For enterprise leaders, the solution is investing in infrastructure that supports transparency and accountability.
“Governance, observability, trust and orchestration are far harder problems than generating language.”
He advises leaders to invest in “auditability, data lineage, retrieval quality and human oversight.”
“Everyone’s racing to deploy agents, but the unglamorous work of measuring whether outputs are actually correct will quietly separate the winners from the losers.”
The Companies That Win Will Be the Ones That Measure
David Obasiolu, AI Security, Governance and Systems Consultant at Vliso AI, specializes in the intersection of artificial intelligence, cybersecurity and trustworthy systems.
Obasiolu believes one of the most important AI categories remains largely overlooked: “AI evaluation and verification tooling” will prove more important than most organizations realize. As companies race to deploy increasingly capable agents, he argues that the ability to measure performance accurately will become a critical competitive differentiator.
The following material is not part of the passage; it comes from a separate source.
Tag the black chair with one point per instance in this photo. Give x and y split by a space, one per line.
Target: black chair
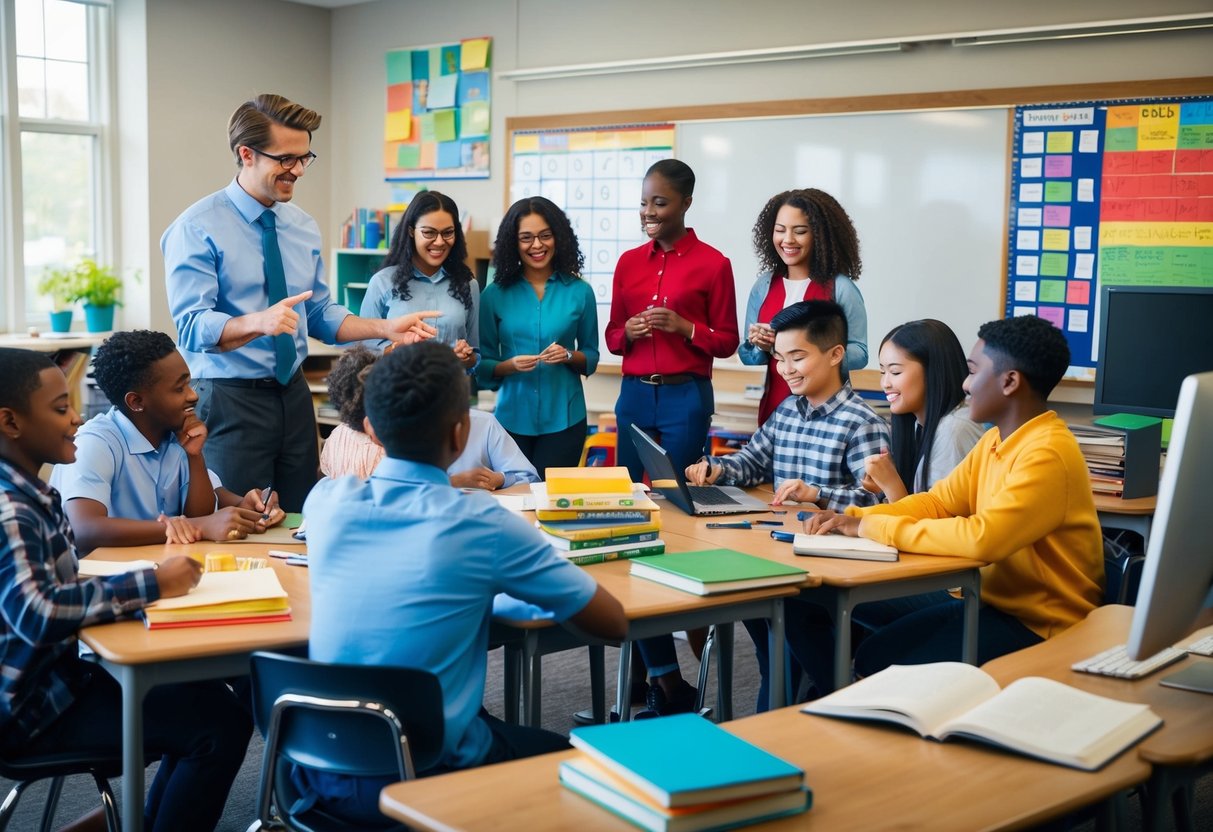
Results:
28 770
345 719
“Everyone’s racing to deploy agents, but the unglamorous work of measuring whether outputs are actually correct will quietly separate the winners from the losers.”
According to Obasiolu, trust—not capability—is the central challenge.
“Trust, not raw capability, is the real bottleneck.”
That is why he believes expectations around fully autonomous agents remain unrealistic.
“The demos dazzle, but reliability collapses the moment these systems meet messy, real-world tasks.”
For leaders, the path forward is clear.
“Shift focus away from moonshot autonomy and toward measurement, guardrails and human-in-the-loop workflows,” Obasiolu says. “The teams who can prove their AI works will out-execute those who merely promise it.”
Where Leaders Should Place Their Bets Now
- Build AI infrastructure before chasing autonomy. Governance, observability, memory and evaluation systems will determine long-term success.
- Prepare for dramatically lower AI costs. Business models based on current inference economics may quickly become outdated.
- Own your AI harness, not just your model. Data, evaluation frameworks and portability create sustainable advantages.
- Treat agent security as a strategic priority. AI-native trust and governance layers will become essential infrastructure.
- Invest in operational intelligence. Predictive forecasting and supply-chain optimization may deliver greater ROI than generative creativity.
- Expect agents to augment teams before replacing them. Productivity gains are likely to outpace workforce displacement.
- Prioritize digital provenance and trust. Verification and content authenticity will become increasingly important as synthetic media expands.
- Focus on applied automation. The greatest value will come from AI systems solving specific business problems.
- Embed AI into execution workflows. Context-aware systems connected to enterprise processes will outperform standalone copilots.
- Measure AI performance relentlessly. Evaluation and verification capabilities will separate successful deployments from failed experiments.
Beyond the Hype Cycle: What Really Matters Next
Across industries, the members of the Senior Executive AI Think Tank identify a clear pattern emerging beneath the noise surrounding AI. The technologies likely to create lasting competitive advantage are not necessarily the most visible. Governance, trust, observability, evaluation, provenance, security and workflow integration consistently emerge as the capabilities that will determine enterprise success.
For leaders making investment decisions today, the signal from these perspectives is hard to ignore: The real work is happening beneath the headlines. Competitive advantage is shifting toward the less visible layers—clean data pipelines, reliable evaluation, security controls, observability and workflows that hold up under pressure, not just in demos. Organizations that get serious about operational readiness now will be far better positioned to absorb whatever comes next in AI, regardless of which models or vendors end up leading the market.